Gorilla Baby
Only take heed to thyself, and keep
thy soul diligently,
lest thou forget the things which
thine eyes have seen,
and lest they depart from thy heart
all the days of thy life:
but teach them thy sons, and thy
sons' sons. . . .
-- Deuteronomy 4:9
We went
to the zoo last weekend. The inhabitants display amusing expressions and
gestures that remind me of my relatives.
In the gorilla
hangout, we saw a human inside the glass enclosure, cuddling and playing with an
adorable baby gorilla in a tiny diaper. Relatives, all right - on my husband's
side.
The zookeeper
was sitting on an easy chair looking normal and domestic, except the baby on
his lap hanging playfully from his outstretched arms was a pointy-headed furtop
with hairy armpits.
Behind
them, leaning casually up against the glass, was a grown gorilla. I figured she
was the mama, and the zookeeper was just acclimating the baby gorilla to human
handling. After a few minutes of zoological nannying, I thought he'd give the
baby back to her, like the 5:30 p.m. handoff at day-care centers coast to
coast.
Then a
friend set me straight. Actually, that fascinating little scene has the makings
of a horror show, with chilling parallels for us humans.
See, the
friend had been there the week before, and talked to the zookeeper. It seems
the gorilla mama, Timu, the world's first test-tube gorilla, had been rejected
by her mother. She never got gorilla-style nurturing and love. She had been
raised in the zoo nursery, and though the humans tried to simulate gorilla mothering
as much as they could, it was tough.
After all
that human interaction, when they tried to introduce Timu into the gorilla
social group, they rejected her, too. Now she was not only rejected, but socially
isolated. But gorilla breeding is important, so they wanted her to reproduce.
Timu did
not bond with her first baby, Bambio. According to the zoo's news archives, she
was gentle and protective at first, carrying her five-pound baby in her hands.
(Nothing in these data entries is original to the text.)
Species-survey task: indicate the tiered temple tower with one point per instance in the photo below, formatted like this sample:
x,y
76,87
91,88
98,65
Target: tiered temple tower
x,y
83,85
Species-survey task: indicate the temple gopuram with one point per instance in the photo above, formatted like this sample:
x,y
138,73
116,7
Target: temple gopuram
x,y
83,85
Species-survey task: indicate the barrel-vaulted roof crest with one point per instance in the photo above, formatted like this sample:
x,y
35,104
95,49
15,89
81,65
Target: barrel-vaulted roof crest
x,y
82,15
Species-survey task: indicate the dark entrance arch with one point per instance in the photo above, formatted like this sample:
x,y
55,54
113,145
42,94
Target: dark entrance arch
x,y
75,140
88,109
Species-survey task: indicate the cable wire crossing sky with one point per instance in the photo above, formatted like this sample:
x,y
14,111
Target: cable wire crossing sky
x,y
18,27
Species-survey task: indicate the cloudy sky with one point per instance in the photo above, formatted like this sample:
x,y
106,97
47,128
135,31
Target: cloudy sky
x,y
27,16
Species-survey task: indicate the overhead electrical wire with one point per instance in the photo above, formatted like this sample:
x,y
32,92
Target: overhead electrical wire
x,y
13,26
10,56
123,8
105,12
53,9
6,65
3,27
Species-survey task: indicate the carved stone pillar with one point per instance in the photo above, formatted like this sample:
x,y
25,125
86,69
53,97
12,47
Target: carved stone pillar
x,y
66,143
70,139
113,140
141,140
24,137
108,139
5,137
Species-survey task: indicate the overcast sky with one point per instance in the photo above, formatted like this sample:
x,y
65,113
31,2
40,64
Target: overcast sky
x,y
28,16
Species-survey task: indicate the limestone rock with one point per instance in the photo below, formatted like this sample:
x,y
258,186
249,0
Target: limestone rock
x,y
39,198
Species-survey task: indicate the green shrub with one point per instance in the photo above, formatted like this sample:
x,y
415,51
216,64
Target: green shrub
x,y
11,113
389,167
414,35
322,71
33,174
But she never did put her up to her chest for a hug. She kept losing interest
altogether and laying her down on the floor. The baby's body temperature got so
low that zookeepers had no choice but to take her to the nursery and hand-raise
her from there, like her mother before her.
Bottom
line: nurturing is only partly instinctive. A lot of it is learned, by
observation. You can't give what you never got.
So when
it happened again, with this baby, born April 8, the zookeepers took the baby
away again, and are trying to model good mothering - holding, feeding, cuddling
and playing with the baby in the demonstration booth -- hoping that Timu will
learn from observation, and do better next time.
My friend
saw the lesson for homo sapiens, with our addictions, our TV watching, our
cohabitation, our full-time day care and our broken homes. Who pays? Children.
She wrote:
"Imagine: 'mothering' is only one generation away from extinction. Loving and
persevering in parenting (and marriage) should be imprinted - learned by living
it. Is it any wonder young marriages are crumbling at such a rapid pace? How
many young people are going at it without the pattern of having lived in it
while growing up?"
She's
right. We have to stop monkeying around with motherhood. We have to do
everything we can to support it, in our families and in our nation.
But boy,
am I glad that I'm not, at the present time, lactating. That's because, in
researching for this story, I read that in another gorilla "baby neglect" case.
The zookeepers found a young human mother who was breastfeeding, and had her
sit outside the gorilla cage and demonstrate how it's done for the wide-eyed
spectator gorillas.
Now,
that's going all out - literally.
With my
luck, if my dairies were currently in operation, I'd be getting a call any day
now. Because I love animals so much, I doubt I could say no.